El próximo sábado se presentará, a las 11, 30 horas, en el Centro Cultural Medina Elvira de Atarfe, Días de siembra, la nueva novela de Pedro Ruiz-Cabello Fernández, publicada por la editorial Samarcanda. La obra se compone de dos partes, de dos historias que tienen elementos en común: con Luces de otoño, novela publicada anteriormente por Ediciones En Huida, constituían una especie de trilogía. La acción en las tres historias se sitúa en un pueblo de campo en diferentes periodos del siglo XX.
En la primera parte, titulada La renuncia, se cuenta la vida de Miguel, un joven que contrae a una edad temprana una afección cardiaca que le impide vivir con normalidad y que lo obliga a renunciar al amor que comienza a sentir por una vecina. Sustentado en la fe que le transmite la madre, logra afrontar con entereza y resignación cristiana la enfermedad y las limitaciones con las que se encuentra. La historia transcurre en un tiempo muy complicado para el país: él mismo, a pesar de estar enfermo, es objeto de una brutal paliza, de la que está a punto de morir; gracias a los nobles principios en los que cree, es capaz de perdonar a sus agresores, como había hecho una tía suya unos años antes con los asesinos de su marido. La novela, según el autor, reivindica de alguna manera una memoria histórica basada en el perdón. La política, mal ejecutada, arrastra al pueblo, lo divide en bandos antagónicos, destruyendo el sentimiento de paisanaje que debe ser fuente de unión. La guerra civil es un acontecimiento atroz que causa innumerables muertes; una de sus primeras víctimas es Federico García Lorca, a quien ha leído mucho Miguel, ya que por su gran sensibilidad es un gran amante de la poesía.
No solo perdona Miguel, sino que incluso llega a salvar en la inmediata posguerra a uno de sus supuestos enemigos, al cual no deja de tener como un paisano con el que se siente muy unido. Muere el protagonista, al cabo de una penosa agonía, en olor de santidad, según las personas que lo han asistido.
La segunda historia, titulada Gozosa espera, tiene lugar en el mismo pueblo unas décadas después, cuando todo en el campo ha cambiado con la aplicación de la moderna maquinaria y el cultivo de nuevos frutos. La protagonizan dos jóvenes del pueblo que se hacen novios, Francisco e Irene. Alternan escenas pertenecientes a la víspera de la boda, vivida con inmensa ilusión, con episodios del noviazgo, durante el cual desempeña un papel entrañable la tía Antonia, discreta compañera de los novios. A pesar de las dificultades, es un periodo de gozosa espera, de proyectos compartidos. La obra, en esta segunda parte, es un canto al amor, una invitación a la esperanza. Los días de siembra son para el labrador, para el hombre de campo, días venturosos. El labrador, a pesar de su aparente rudeza, es en el fondo sensible: ama la tierra; ve en la naturaleza la mano del Creador, al cual en sus momentos de meditación se dirige.

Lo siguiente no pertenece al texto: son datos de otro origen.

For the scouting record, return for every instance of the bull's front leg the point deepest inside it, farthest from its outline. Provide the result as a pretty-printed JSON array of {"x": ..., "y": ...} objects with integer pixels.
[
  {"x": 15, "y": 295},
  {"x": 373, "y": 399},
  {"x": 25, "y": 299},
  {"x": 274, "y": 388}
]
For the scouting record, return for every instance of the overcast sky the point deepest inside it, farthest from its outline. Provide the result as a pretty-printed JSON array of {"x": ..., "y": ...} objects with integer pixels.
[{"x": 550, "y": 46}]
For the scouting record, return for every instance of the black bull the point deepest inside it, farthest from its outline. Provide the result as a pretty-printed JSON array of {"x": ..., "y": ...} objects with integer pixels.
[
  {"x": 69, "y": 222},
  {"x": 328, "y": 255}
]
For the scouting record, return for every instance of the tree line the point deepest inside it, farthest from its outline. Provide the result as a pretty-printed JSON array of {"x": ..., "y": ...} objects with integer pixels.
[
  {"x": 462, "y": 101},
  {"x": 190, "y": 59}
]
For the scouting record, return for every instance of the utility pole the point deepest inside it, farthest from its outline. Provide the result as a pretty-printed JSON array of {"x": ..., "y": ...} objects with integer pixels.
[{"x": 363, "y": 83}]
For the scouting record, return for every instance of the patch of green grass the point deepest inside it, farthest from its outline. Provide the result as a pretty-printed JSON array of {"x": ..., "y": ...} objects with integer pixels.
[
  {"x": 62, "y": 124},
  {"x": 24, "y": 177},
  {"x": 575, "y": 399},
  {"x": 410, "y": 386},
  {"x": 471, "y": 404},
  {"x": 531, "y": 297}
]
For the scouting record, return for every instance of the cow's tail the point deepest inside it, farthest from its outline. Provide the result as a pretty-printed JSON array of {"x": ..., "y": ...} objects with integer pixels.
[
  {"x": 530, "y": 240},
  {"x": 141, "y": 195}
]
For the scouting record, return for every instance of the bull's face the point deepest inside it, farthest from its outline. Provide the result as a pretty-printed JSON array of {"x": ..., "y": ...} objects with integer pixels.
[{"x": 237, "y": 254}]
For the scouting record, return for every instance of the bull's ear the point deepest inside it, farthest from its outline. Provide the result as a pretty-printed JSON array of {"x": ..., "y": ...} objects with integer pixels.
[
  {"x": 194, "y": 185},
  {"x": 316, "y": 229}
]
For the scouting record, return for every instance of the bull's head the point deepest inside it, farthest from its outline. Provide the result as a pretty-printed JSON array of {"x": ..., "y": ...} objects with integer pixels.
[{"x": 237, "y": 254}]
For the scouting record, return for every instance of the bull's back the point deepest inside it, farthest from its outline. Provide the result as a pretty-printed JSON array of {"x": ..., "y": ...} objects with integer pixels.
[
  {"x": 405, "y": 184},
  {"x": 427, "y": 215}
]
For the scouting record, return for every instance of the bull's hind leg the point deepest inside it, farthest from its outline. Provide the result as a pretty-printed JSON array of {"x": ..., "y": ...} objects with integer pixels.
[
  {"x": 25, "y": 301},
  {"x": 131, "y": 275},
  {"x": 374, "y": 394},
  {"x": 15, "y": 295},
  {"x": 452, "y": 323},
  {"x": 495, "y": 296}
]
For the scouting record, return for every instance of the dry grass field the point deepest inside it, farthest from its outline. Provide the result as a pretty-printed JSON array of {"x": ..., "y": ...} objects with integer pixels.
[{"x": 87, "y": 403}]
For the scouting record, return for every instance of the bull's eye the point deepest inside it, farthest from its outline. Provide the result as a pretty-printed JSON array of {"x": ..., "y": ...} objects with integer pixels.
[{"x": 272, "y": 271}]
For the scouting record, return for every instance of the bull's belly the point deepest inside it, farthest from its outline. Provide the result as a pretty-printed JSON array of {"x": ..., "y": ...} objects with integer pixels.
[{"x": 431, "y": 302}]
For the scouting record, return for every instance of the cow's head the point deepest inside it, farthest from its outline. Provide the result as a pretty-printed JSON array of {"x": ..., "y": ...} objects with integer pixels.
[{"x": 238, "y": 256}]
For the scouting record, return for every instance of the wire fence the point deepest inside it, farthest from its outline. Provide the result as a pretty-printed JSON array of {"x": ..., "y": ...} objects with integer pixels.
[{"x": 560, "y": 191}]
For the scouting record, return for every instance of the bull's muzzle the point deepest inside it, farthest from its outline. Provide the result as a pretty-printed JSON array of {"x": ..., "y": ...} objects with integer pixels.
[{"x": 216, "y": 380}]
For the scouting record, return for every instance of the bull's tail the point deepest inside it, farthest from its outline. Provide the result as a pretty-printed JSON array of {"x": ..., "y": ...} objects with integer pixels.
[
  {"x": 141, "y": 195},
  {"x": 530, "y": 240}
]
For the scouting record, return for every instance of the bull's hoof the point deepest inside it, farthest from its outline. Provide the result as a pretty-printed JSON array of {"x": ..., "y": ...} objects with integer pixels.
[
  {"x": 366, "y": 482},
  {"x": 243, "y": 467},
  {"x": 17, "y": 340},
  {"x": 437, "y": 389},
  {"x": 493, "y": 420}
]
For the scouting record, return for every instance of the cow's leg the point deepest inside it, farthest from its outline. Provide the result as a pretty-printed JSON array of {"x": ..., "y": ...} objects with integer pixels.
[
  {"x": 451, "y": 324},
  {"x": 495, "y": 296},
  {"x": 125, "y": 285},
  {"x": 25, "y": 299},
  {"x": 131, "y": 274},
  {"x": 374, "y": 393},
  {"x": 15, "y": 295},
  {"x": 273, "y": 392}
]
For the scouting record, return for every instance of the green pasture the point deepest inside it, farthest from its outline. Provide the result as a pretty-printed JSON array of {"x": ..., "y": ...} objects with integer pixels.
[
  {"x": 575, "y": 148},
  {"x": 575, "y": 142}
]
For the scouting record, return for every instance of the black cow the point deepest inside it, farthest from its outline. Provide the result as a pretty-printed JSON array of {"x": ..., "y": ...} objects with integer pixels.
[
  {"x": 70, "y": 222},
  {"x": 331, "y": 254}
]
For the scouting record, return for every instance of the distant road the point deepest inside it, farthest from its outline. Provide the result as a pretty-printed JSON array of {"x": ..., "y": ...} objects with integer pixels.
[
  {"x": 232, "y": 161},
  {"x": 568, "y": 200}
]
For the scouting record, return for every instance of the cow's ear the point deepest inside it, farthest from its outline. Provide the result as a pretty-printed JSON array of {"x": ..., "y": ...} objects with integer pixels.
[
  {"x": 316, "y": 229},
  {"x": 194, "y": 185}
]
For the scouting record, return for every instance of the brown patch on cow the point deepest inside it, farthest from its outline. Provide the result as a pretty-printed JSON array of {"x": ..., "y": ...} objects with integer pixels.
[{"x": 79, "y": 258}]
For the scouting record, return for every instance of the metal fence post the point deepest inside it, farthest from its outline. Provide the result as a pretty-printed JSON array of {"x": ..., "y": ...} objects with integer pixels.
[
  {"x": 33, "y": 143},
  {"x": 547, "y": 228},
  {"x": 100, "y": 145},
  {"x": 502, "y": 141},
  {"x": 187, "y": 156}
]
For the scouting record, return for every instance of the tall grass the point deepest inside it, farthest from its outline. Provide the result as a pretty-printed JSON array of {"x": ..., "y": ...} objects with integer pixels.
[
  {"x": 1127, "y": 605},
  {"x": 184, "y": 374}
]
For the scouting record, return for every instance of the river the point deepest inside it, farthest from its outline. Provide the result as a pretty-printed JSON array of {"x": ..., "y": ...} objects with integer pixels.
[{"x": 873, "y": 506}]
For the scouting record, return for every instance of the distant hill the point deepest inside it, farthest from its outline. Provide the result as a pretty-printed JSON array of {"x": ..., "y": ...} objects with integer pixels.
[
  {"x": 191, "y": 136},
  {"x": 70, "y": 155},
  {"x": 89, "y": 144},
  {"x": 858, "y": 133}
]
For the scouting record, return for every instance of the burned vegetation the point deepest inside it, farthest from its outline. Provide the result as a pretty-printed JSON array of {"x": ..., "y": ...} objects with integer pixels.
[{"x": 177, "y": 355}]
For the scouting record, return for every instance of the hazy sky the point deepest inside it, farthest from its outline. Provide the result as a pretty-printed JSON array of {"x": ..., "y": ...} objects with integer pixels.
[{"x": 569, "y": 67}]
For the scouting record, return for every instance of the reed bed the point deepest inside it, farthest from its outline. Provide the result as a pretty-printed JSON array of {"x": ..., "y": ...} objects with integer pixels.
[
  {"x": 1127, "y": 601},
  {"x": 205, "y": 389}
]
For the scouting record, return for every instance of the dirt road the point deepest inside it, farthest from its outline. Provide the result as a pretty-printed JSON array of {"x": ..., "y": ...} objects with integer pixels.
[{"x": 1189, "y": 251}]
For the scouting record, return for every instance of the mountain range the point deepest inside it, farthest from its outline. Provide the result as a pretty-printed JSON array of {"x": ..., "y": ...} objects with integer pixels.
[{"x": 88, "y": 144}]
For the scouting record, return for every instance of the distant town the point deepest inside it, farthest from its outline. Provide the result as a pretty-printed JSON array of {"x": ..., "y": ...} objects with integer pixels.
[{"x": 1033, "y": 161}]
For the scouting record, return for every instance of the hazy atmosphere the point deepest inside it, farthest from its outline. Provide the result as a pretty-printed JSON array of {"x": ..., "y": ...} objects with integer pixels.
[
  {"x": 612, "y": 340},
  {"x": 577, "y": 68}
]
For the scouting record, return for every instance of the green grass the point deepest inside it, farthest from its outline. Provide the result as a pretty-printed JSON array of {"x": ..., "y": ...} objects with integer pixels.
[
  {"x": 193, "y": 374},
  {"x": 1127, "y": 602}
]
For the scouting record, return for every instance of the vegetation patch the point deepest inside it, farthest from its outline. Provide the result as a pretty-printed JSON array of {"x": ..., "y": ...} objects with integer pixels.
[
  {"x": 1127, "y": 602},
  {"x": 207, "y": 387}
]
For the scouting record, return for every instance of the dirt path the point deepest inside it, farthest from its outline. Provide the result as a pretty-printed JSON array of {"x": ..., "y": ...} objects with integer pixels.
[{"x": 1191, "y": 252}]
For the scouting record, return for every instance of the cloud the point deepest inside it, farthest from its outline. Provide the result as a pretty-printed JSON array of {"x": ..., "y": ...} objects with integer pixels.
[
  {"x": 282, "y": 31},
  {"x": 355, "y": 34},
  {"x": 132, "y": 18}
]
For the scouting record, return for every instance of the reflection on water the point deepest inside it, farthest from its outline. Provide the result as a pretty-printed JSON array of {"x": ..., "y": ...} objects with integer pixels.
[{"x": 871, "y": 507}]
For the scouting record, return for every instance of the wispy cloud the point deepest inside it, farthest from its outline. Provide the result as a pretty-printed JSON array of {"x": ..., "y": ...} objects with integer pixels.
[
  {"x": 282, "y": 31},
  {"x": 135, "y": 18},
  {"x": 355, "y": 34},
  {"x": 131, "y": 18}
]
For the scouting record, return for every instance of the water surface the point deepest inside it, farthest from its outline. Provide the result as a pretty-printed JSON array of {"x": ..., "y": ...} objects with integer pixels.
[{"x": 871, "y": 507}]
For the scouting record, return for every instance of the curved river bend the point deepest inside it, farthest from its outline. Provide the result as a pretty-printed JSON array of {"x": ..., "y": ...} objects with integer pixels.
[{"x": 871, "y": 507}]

En la novela, como es ya una nota peculiar del autor, son abundantes los paisajes: se describe la vega en la que el pueblo está situado, la sierra que la rodea. Son descripciones en las que se percibe el amor que el autor siente por la naturaleza, por el lugar en el que ha vivido. Es una obra dura, con capítulos a veces desgarrados y dolorosos; el mal, en ella, está representado por el odio que envilece a los seres humanos, por los enfrentamientos a los que conducen sus discrepancias ideológicas. Al final, como se infiere de distinta manera de las dos historias que componen la novela, acaba floreciendo en el mundo la esperanza, en un mundo en el que parecen dominar muchas veces las malas inclinaciones. La cruz, como entendió Miguel, es el camino para alcanzar el cielo, porque nada termina si se tiene fe, si se confía en un Dios que ha prometido la gloria a quienes en él creen. El amor que se profesan Francisco e Irene es el mayor bien, la mayor felicidad a la que se puede aspirar en la vida.
La obra, como es natural, presenta rasgos costumbristas, propios de un tiempo que se antoja ya muy antiguo, extraído de alguna vieja leyenda.